Note that $E[g(X)] \neq g(E[X])$ in general.

Linearity. For any random variables (no independence required):

$E\!\left[\sum_{i=1}^n a_i X_i + b\right] = \sum_{i=1}^n a_i E[X_i] + b.$

3.2 LOTUS with Poisson Series Manipulation

For $X \sim \text{Pois}(\mu)$ and $g(x) = \frac{1}{(x+1)(x+2)\cdots(x+n)}$ , find $E[g(X)]$ .

Step 1. Apply LOTUS:

$E[g(X)] = \sum_{k=0}^{\infty} \frac{1}{(k+1)(k+2)\cdots(k+n)} \cdot \frac{e^{-\mu}\mu^k}{k!}.$

Step 2. Combine denominators: $(k+1)(k+2)\cdots(k+n) \cdot k! = (k+n)!$ , so:

$= \sum_{k=0}^{\infty} \frac{e^{-\mu}\mu^k}{(k+n)!}.$

Step 3. Multiply and divide by $\mu^n$ , substitute $j = k + n$ :

$= \frac{1}{\mu^n}\sum_{j=n}^{\infty}\frac{e^{-\mu}\mu^j}{j!} = \frac{1}{\mu^n}\,P(X \geq n).$

Result:

$\boxed{E[g(X)] = \frac{1}{\mu^n}\left[1 - \sum_{j=0}^{n-1}\frac{e^{-\mu}\mu^j}{j!}\right]}$

The key recognition: $\sum_{j=n}^{\infty} e^{-\mu}\mu^j/j!$ is the upper tail of the Poisson CDF.

3.3 Indicator Method

If $X$ counts how many of the events $A_1, \ldots, A_n$ occur, decompose $X = I_1 + \cdots + I_n$ with $I_j = \mathbf{1}(A_j)$ . Then:

$E[X] = \sum_{j=1}^n P(A_j).$

No independence is required. This is the single most common technique on exams.

3.4 Variance

$\text{Var}(X) = E[X^2] - (E[X])^2, \qquad \text{Var}(aX + b) = a^2\,\text{Var}(X).$

For independent $X, Y$ : $\text{Var}(X + Y) = \text{Var}(X) + \text{Var}(Y)$ .

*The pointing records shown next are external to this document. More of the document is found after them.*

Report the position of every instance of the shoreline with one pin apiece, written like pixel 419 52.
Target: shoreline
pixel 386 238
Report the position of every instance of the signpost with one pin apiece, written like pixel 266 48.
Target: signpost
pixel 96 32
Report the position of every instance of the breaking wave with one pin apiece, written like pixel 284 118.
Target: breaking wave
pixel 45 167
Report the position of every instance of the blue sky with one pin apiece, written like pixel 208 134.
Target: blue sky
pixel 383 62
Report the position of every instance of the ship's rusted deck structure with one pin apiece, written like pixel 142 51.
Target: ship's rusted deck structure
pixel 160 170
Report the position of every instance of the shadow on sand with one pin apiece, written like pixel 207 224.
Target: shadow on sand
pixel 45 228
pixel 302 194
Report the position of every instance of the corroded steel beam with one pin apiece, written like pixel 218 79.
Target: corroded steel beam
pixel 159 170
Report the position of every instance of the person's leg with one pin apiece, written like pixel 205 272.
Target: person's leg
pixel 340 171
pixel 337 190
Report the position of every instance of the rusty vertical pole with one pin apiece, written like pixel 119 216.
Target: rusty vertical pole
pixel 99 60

For general (possibly dependent) $X, Y$ : $\text{Var}(X + Y) = \text{Var}(X) + \text{Var}(Y) + 2\,\text{Cov}(X,Y)$ .

3.5 Variance via Indicators

For $X = \sum I_i$ :

$E[X^2] = \sum_i E[I_i^2] + \sum_{i \neq j} E[I_i I_j] = \sum_i P(A_i) + \sum_{i \neq j} P(A_i \cap A_j),$

since $I_i^2 = I_i$ and $I_i I_j = I_{A_i \cap A_j}$ . The cross terms $P(A_i \cap A_j)$ may differ depending on the structural relationship between indicators (e.g., adjacent vs. non-adjacent pairs).

4. Probability Inequalities

4.1 Markov’s Inequality

For $X \geq 0$ :

$P(X \geq a) \leq \frac{E[X]}{a}.$

When $X$ takes values in $[c, d]$ , apply Markov to $X - c \geq 0$ :

$P(X \geq a) = P(X - c \geq a - c) \leq \frac{E[X] - c}{a - c}.$

4.2 Chebyshev’s Inequality

For any random variable $X$ with finite variance:

$P(|X - \mu| \geq k\sigma) \leq \frac{1}{k^2}.$

Equivalently: $P(|X - \mu| \geq a) \leq \text{Var}(X)/a^2$ .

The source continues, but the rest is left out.